Anonymous wrote:I am a seventh year biglaw associate with two young children and a nonlawyer husband who works normal 40-hour weeks. I always thought that I wanted to make partner, and my firm tells me that I will next year.
Problem is that I hate the job. I hate dealing with clients. I hate supervising junior associates. I hate working crazy hours and rarely spending quality time with family.
So I have an offer to go in house at a client. Really nice GC and attorneys. The hours are 9-5ish (I know because I work with them). The pay is decent 200k plus bonus and equity, but not the 700k+ I would be making if I stayed on as partner.
I am leaning toward taking in house job. But I worked for so long to make partner that it seems insane to quit now.
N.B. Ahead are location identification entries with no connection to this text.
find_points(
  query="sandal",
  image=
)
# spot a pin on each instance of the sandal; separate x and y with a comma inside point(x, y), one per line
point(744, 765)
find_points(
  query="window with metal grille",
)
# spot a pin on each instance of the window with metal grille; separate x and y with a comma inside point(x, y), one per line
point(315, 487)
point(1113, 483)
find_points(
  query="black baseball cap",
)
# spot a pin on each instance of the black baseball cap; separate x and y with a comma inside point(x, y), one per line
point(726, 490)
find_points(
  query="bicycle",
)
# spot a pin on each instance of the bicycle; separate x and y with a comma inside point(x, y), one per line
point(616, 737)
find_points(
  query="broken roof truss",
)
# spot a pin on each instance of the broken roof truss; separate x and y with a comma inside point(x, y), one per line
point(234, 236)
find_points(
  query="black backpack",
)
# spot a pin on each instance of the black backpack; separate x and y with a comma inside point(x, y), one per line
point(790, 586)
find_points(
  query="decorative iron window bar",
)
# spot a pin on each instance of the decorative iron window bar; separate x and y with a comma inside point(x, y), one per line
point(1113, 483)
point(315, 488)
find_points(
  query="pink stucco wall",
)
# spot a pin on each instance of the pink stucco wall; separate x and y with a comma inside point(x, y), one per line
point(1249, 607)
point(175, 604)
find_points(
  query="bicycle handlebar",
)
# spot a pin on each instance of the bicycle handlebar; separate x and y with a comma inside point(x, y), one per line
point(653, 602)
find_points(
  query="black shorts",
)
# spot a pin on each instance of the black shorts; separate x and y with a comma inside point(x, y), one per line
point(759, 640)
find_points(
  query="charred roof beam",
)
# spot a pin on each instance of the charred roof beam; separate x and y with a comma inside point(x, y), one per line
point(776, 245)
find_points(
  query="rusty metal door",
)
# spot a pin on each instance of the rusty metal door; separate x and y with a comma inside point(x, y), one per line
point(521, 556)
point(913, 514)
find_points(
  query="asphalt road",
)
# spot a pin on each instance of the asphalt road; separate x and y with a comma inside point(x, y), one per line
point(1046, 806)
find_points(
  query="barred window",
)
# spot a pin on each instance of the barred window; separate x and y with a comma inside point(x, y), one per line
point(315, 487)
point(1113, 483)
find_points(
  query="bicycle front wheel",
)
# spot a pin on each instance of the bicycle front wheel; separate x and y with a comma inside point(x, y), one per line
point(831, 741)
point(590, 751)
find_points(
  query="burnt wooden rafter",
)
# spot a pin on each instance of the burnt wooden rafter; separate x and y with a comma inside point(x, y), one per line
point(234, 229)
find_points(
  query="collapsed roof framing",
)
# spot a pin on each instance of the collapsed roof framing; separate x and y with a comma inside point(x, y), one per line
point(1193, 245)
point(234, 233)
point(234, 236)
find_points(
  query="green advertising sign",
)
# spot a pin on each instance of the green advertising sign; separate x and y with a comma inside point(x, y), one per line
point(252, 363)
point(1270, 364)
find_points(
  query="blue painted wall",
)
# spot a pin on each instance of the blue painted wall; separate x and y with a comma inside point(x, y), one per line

Anonymous wrote:Anonymous wrote:The thing is that when you make partner, you life will not change. Sure, you will have more $, but you will work just as hard and will be just as miserable. Do you want 30 more years of this? Your choice depends on the answer.
As they say, the prize for winning the pie eating contest is more pie.
Anonymous wrote:I am 10 years out and in-house with a mid-sized company. I make $180K plus another $30-$40K in bonus. I left big law and a lot of money on the table. But I am home every single night for dinner with my husband and kids. I almost never work evenings, and I never work weekends. I don't check my email on vacation. I never miss a school performance, doctor's appointment, etc. My husband makes about as much money as me. It is more than enough, and way more than so many people in this area make. I feel so blessed! Maybe we would drive nicer cars or splurge more on fancier vacations if I had stayed in big law-- but I don't feel like my life is missing anything because I drive a Honda instead of a Lexis. Do you really need that much money, or are you just going to leave it behind when you die? I'm not asking that to be morbid, just saying that at some point the extra money isn't worth the time that you are giving up in return. Only you know where that balance tips for you.
Anonymous wrote:Take it because $200K plus in-house jobs are not easy to find and there is a lot of competition for them.